I’ve been able to get to 124 even though maxrregcount should be 128.

One interesting thing though is that if you are unrolling a loop mixed with your “register array” and shared memory variables you will only be able to unroll up to 63… After that you get a fatal nvcc error.

You can see the assembler code and you will find “.local” in your array if it has been placed there.

Maybe you can test what you want playing with -maxrregcount and the size of the array. Thus, you will see if “you” can place your array in registers when there are enough available or arrays are always placed in local memory.

Any comments about my previous questions? :confused:

Thank you

In terms of your OpenMP code, it really depends on how you want to decompose the code to run it on the GPU.

While it might be logical to map an OpenMP thread to a CUDA thread that isn’t necessarily the only nor the best way to do it. Depending on how much work and divergence there is in the parallel section, it might actually be better to treat a single OpenMP thread as a whole CUDA block, parallelize many of the tight inner loops or serial code sections as threads, and use shared memory to imitate your thread private array. The first and last actions of some worker threads could be to read and write to/from shared memory in a coalesced fashion, given that the final results have to go back to global memory anyway.

The only way that the compiler could turn those into registers is if you always accessed the array with constant indices. Relative indexing of registers is not possible in current NVIDIA GPUs (and very hard to get right in general so the architecture experts in the forum tell us).

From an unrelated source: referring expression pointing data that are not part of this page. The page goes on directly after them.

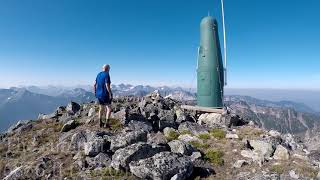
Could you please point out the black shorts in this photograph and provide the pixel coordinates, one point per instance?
(106, 101)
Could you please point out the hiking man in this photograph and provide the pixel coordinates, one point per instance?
(102, 91)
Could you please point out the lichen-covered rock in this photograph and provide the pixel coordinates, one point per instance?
(181, 147)
(17, 173)
(211, 119)
(188, 138)
(163, 165)
(262, 147)
(126, 138)
(101, 160)
(157, 138)
(122, 157)
(73, 108)
(95, 146)
(69, 125)
(281, 153)
(193, 128)
(91, 112)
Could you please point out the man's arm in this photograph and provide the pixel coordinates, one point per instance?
(95, 87)
(109, 90)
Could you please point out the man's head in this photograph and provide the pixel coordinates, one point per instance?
(106, 67)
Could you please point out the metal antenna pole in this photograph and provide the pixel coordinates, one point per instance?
(224, 44)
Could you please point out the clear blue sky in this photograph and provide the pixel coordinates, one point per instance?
(272, 43)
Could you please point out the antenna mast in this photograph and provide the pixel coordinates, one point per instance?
(224, 44)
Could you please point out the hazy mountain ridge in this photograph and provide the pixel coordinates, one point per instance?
(26, 103)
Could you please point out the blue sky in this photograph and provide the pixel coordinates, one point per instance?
(271, 43)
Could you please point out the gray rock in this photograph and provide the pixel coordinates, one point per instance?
(47, 116)
(261, 147)
(157, 138)
(195, 156)
(102, 160)
(181, 147)
(73, 108)
(168, 131)
(211, 119)
(133, 152)
(281, 153)
(139, 126)
(194, 128)
(126, 138)
(22, 124)
(69, 125)
(188, 138)
(255, 156)
(77, 140)
(163, 165)
(293, 174)
(232, 136)
(240, 163)
(121, 115)
(91, 112)
(95, 146)
(166, 119)
(17, 173)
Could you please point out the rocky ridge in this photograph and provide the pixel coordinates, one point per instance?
(150, 137)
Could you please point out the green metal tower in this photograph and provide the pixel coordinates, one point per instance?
(210, 71)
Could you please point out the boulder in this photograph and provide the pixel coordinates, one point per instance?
(240, 163)
(94, 146)
(256, 157)
(281, 153)
(157, 138)
(211, 119)
(72, 124)
(47, 116)
(126, 138)
(188, 138)
(122, 157)
(168, 131)
(181, 147)
(121, 115)
(91, 112)
(195, 156)
(17, 173)
(139, 126)
(193, 128)
(22, 124)
(73, 108)
(232, 136)
(101, 160)
(264, 148)
(77, 140)
(163, 165)
(166, 119)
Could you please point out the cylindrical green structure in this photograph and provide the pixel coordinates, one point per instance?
(210, 76)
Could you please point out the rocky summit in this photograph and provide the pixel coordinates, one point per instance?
(150, 137)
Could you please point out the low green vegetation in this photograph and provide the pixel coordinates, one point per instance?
(199, 145)
(278, 168)
(218, 133)
(110, 173)
(186, 132)
(173, 135)
(214, 156)
(204, 136)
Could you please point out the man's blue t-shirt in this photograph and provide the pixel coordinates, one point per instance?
(101, 89)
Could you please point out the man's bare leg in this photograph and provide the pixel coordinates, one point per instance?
(101, 109)
(108, 114)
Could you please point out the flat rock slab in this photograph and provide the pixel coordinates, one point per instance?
(122, 157)
(164, 165)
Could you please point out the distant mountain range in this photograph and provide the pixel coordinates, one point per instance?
(27, 102)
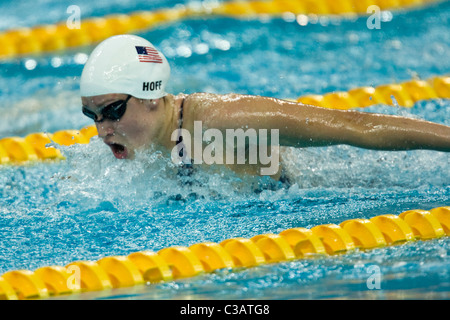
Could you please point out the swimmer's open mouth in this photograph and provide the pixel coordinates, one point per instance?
(119, 151)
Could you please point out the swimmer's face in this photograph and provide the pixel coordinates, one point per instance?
(136, 129)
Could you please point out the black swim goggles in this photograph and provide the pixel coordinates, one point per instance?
(113, 111)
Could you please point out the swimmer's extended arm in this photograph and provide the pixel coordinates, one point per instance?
(304, 126)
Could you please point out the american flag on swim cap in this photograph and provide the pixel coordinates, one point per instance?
(148, 54)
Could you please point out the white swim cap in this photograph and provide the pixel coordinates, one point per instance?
(125, 64)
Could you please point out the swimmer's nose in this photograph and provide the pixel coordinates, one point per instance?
(105, 128)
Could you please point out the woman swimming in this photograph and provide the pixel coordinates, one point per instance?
(123, 90)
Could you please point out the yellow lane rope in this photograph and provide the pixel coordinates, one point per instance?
(176, 262)
(22, 150)
(50, 38)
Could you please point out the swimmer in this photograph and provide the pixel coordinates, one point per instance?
(123, 90)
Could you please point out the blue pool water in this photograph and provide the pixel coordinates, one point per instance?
(92, 205)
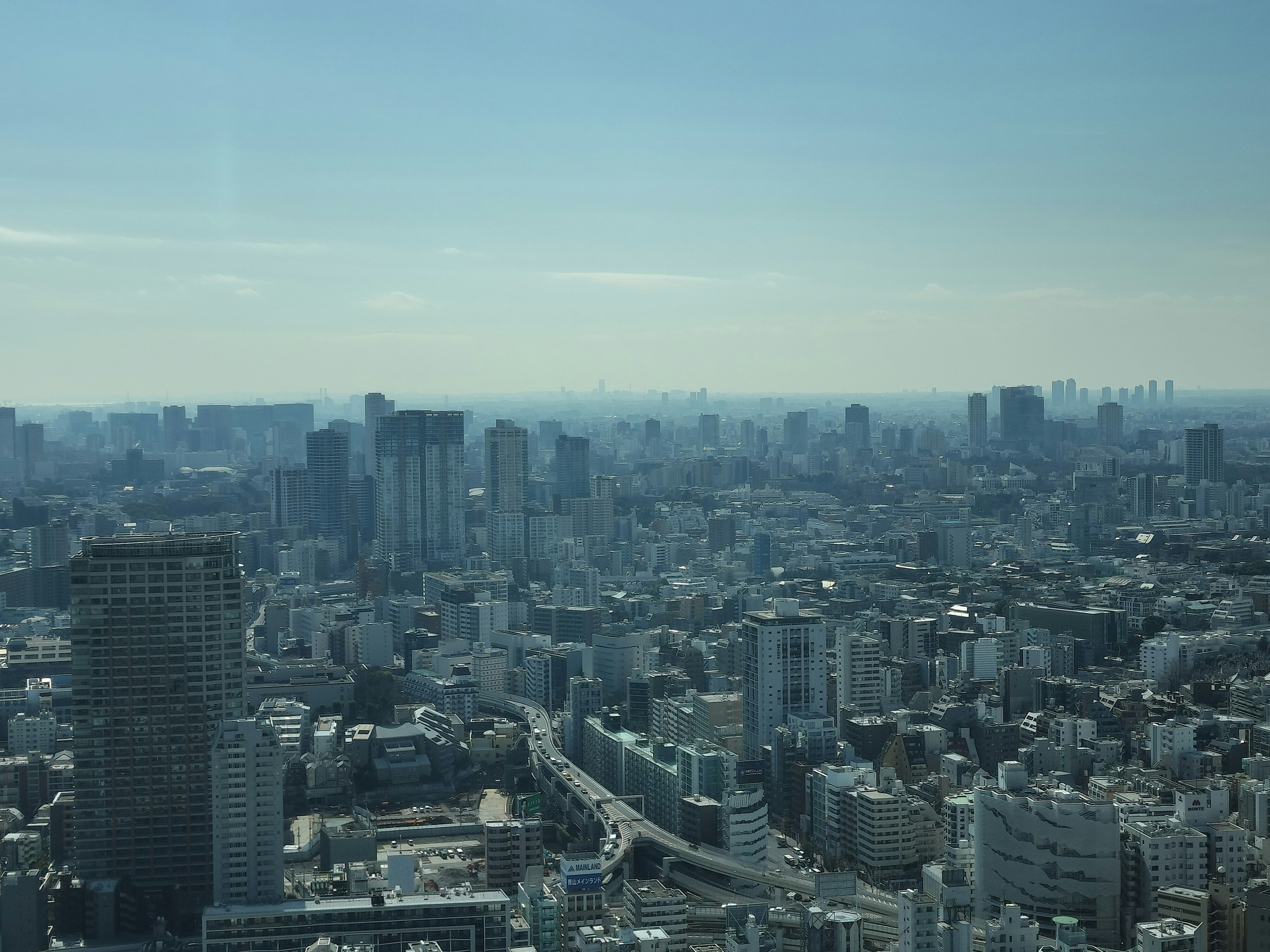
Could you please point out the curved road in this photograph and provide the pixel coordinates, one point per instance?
(632, 824)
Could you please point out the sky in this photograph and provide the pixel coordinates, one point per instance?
(752, 197)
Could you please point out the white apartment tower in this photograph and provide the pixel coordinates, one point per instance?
(784, 671)
(247, 813)
(859, 672)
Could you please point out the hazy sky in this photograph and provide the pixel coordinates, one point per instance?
(202, 198)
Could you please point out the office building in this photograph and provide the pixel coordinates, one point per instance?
(375, 407)
(1203, 454)
(511, 849)
(507, 466)
(709, 431)
(1023, 414)
(855, 433)
(463, 918)
(1111, 424)
(795, 432)
(651, 904)
(420, 478)
(142, 807)
(248, 829)
(977, 419)
(573, 468)
(327, 457)
(290, 497)
(8, 432)
(859, 682)
(784, 671)
(1016, 831)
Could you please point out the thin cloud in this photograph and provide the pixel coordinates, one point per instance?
(1042, 294)
(931, 293)
(13, 237)
(632, 280)
(396, 301)
(223, 280)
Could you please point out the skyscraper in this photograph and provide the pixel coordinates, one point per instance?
(1203, 454)
(157, 655)
(784, 671)
(855, 433)
(977, 419)
(176, 428)
(795, 432)
(327, 455)
(375, 407)
(709, 429)
(573, 468)
(8, 432)
(247, 813)
(420, 479)
(290, 496)
(507, 466)
(1023, 414)
(1111, 424)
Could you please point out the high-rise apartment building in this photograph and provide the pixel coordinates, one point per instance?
(248, 829)
(507, 466)
(327, 456)
(1023, 414)
(375, 405)
(859, 672)
(977, 419)
(420, 479)
(1203, 454)
(709, 429)
(855, 433)
(157, 654)
(511, 849)
(573, 468)
(784, 671)
(290, 496)
(795, 432)
(8, 432)
(1111, 424)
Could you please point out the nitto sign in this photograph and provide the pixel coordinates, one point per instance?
(581, 874)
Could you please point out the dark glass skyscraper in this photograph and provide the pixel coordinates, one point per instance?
(573, 468)
(327, 457)
(157, 660)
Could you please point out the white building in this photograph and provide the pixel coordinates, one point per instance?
(789, 674)
(291, 722)
(247, 813)
(616, 657)
(980, 658)
(919, 918)
(1011, 931)
(859, 672)
(371, 644)
(1169, 936)
(30, 733)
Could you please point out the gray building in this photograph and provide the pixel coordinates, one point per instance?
(147, 614)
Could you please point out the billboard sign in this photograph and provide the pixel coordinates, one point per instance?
(529, 805)
(581, 873)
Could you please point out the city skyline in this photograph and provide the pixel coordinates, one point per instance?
(910, 193)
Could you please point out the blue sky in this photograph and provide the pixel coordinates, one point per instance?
(750, 197)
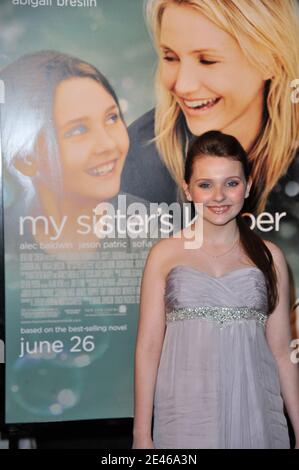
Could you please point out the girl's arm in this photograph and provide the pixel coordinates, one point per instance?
(278, 332)
(150, 336)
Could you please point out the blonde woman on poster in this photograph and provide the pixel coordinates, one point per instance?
(213, 345)
(223, 66)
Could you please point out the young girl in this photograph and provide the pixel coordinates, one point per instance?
(212, 351)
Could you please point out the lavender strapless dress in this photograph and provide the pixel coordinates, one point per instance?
(217, 385)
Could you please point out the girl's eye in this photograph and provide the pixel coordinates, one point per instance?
(74, 131)
(207, 62)
(112, 118)
(233, 184)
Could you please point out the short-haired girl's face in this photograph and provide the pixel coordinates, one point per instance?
(92, 138)
(209, 76)
(219, 184)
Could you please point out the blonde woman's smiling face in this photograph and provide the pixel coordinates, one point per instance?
(92, 138)
(208, 74)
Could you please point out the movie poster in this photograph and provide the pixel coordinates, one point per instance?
(74, 75)
(72, 293)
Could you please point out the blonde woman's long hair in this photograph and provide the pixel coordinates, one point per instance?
(270, 27)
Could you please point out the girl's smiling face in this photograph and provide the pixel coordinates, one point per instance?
(208, 74)
(92, 139)
(219, 184)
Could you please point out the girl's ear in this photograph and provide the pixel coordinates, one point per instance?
(186, 191)
(248, 187)
(27, 166)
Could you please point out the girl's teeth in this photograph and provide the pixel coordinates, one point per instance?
(200, 103)
(101, 171)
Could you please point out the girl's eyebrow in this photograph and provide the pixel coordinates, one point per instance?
(196, 51)
(85, 118)
(211, 179)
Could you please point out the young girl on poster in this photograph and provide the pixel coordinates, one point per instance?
(64, 141)
(213, 344)
(229, 66)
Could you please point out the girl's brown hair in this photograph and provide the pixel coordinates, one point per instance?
(217, 144)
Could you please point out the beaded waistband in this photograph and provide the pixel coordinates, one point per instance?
(222, 315)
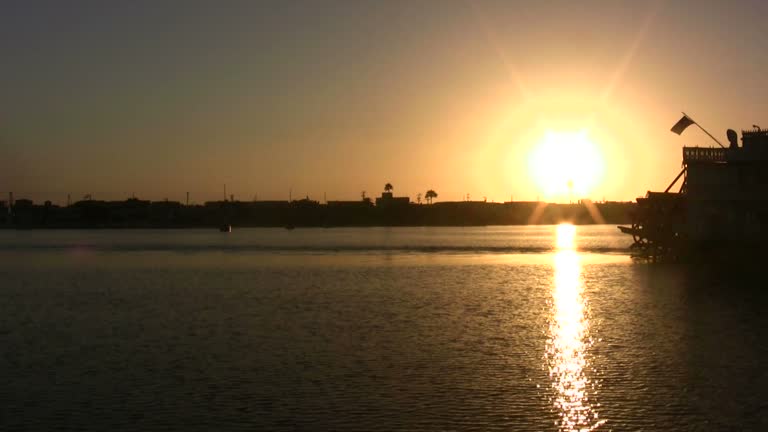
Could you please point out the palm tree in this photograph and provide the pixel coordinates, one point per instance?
(430, 195)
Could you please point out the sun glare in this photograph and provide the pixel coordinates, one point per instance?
(566, 165)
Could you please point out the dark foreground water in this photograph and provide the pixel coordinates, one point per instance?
(515, 329)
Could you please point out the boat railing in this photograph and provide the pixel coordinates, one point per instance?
(704, 154)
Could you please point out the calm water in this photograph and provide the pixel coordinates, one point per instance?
(498, 328)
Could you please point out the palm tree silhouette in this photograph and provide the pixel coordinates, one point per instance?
(430, 195)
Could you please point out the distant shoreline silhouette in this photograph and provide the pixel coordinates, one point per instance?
(387, 211)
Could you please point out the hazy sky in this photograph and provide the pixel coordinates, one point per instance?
(158, 98)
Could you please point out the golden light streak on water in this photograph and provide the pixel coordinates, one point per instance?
(569, 340)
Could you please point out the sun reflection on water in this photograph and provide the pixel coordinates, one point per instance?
(569, 340)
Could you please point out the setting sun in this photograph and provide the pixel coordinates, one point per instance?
(566, 165)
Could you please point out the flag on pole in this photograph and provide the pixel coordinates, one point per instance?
(683, 123)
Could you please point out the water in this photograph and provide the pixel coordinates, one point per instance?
(497, 328)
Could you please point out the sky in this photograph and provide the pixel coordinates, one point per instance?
(328, 98)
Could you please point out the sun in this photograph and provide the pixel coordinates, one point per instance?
(566, 165)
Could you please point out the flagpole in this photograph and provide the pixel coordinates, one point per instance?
(705, 131)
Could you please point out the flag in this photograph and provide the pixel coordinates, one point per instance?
(683, 123)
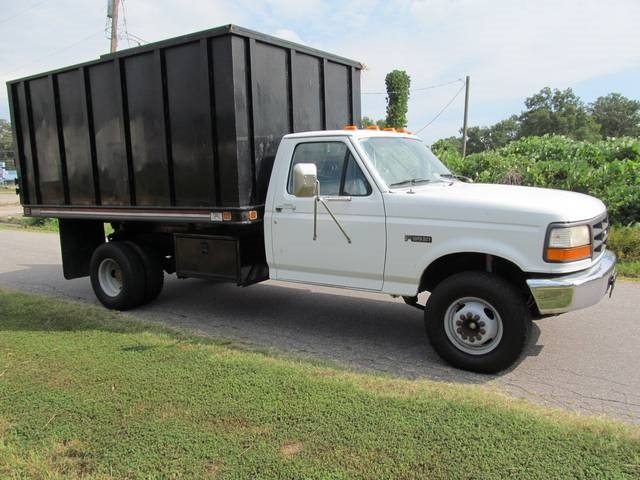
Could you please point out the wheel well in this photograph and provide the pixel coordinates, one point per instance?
(459, 262)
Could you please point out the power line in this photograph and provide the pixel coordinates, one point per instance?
(55, 52)
(429, 87)
(443, 108)
(24, 10)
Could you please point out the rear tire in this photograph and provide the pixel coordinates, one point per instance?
(117, 276)
(154, 272)
(477, 321)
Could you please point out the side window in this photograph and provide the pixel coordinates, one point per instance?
(338, 172)
(328, 158)
(355, 183)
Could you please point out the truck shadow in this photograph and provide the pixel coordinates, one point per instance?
(362, 331)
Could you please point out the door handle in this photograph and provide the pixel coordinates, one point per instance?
(287, 206)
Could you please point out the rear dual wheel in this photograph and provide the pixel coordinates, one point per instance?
(125, 275)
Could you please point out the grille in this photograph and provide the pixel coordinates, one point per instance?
(599, 235)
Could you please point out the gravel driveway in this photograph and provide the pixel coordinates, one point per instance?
(583, 361)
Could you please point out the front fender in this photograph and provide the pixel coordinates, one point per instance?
(408, 259)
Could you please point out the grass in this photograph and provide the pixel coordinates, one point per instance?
(86, 393)
(42, 225)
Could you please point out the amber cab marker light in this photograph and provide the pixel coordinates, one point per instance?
(568, 254)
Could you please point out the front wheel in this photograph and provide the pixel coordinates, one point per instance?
(477, 321)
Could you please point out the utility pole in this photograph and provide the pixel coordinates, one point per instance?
(112, 13)
(466, 115)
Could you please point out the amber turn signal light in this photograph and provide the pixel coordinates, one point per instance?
(568, 254)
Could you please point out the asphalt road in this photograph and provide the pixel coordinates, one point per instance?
(584, 361)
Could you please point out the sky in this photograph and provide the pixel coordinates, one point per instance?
(510, 48)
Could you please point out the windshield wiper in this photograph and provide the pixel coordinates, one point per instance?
(410, 181)
(461, 178)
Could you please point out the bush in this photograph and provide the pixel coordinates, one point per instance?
(625, 242)
(608, 169)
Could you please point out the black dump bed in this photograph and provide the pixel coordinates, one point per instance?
(173, 130)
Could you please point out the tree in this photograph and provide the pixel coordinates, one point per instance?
(366, 122)
(398, 83)
(558, 112)
(617, 115)
(6, 144)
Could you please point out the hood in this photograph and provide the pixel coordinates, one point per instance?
(502, 203)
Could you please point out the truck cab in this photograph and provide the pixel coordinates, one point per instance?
(384, 214)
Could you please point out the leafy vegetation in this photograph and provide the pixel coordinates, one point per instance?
(397, 82)
(88, 393)
(617, 115)
(556, 112)
(608, 169)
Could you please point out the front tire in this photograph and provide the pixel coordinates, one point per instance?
(117, 276)
(477, 321)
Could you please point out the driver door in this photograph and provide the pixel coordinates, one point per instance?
(356, 204)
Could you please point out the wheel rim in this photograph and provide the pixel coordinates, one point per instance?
(473, 325)
(110, 277)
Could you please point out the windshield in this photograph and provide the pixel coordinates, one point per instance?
(403, 161)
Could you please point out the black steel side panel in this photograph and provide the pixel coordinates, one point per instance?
(223, 86)
(145, 109)
(46, 135)
(20, 126)
(190, 124)
(76, 138)
(337, 97)
(111, 157)
(307, 93)
(271, 108)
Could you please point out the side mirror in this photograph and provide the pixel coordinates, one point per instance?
(305, 178)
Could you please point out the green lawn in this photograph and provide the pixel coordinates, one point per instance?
(86, 393)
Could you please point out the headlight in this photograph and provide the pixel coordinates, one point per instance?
(568, 244)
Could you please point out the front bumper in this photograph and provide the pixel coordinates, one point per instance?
(577, 290)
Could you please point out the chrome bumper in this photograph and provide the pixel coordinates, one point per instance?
(577, 290)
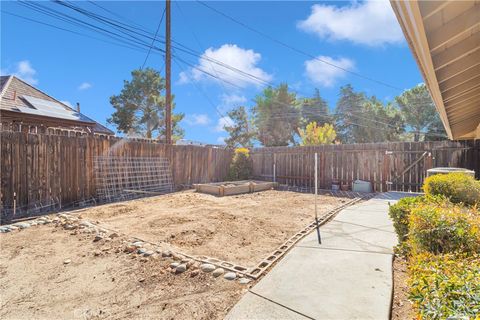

The following is just my understanding. NO GUARANTEEs of correctness.

In older versions of CUDA, local mem accesses were not coalesced.

FOr example, if u used a local array of size 100 with 1000 threads in a kernel launch,

the local memory code compiled as if the local array was laid out in memory like:

Thus when thread 0 and thread 1 are accessing the first element of the array, they will be accessing addresses displaced by 100*sizeof(element). So utterly un-colaesced accesses…

So, people feared local memory…Smarter ones laid their local memory themselves in global memory in a smart way like this:

The arrangement above guarantees coalescedness… Isnt it?

So, finally, in one of the CUDA versions, NVIDIA guys themselves incorporated thsi change in their compiler , driver and whatever…

HTH

Can

for (int i =0; i < 10; i++)

{

array[i];

}

be considered as accessing with constant indecies? :geek: Or loop unrolling should do the trick? Bad for me I have some more inner loops where indeces are computed using i.

Yes, just do:

#pragma unroll

for (int i =0; i < 10; i++)

{

array[i];

}

One idea might be to use template variables, this can sometimes simplify things.

THANKS!!

Just that was what I needed to confirm!!

Thank you very much!

I’m currently playing around with placing everything into the registers, and probably found the source of the 128-registers limit.

This is the content of the $(CUDA_BIN_PATH)/ptxvars.cu

/*

  nvcc ptxvars.cu -g -G --host-compilation=c -c -D__DEVICE_LAUCH_PARAMETERS_H__ -Xptxas -fext

 */

typedef struct dim3_16 {

	unsigned short x, y, z;

} dim3_16;

typedef struct dim2_16 {

	unsigned short x, y;

} dim2_16;

__shared__ dim3_16  threadIdx;

__shared__ dim2_16  blockIdx;

__shared__ dim3_16  blockDim;

__shared__ dim2_16  gridDim;

int $gpu_registers[128];

I wonder what effect would changing $gpu_registers[128] have? :rolleyes:

At least you now acknowledge that the limit exists. I doubt changing the limit will do anything (or at least anything good) - you have to keep in mind that ptx is only an intermediate representation of the actual code that runs on the device. It is quite possible that downstream hardware limitations are the reason for the limit, and extra registers in the PTX beyond the limit will just either get spilled to local memory or cause something fatal.

:whistling:

I think the better source of information would be decuded code - at least it is finished one that is executed on the device.

You are right, there is “GPU specific maximum of 128 registers” according to the nvcc_2.3.pdf from your CUDA Toolkit doc folder.

Edit: I was abe to get 124 register used, not a single register more.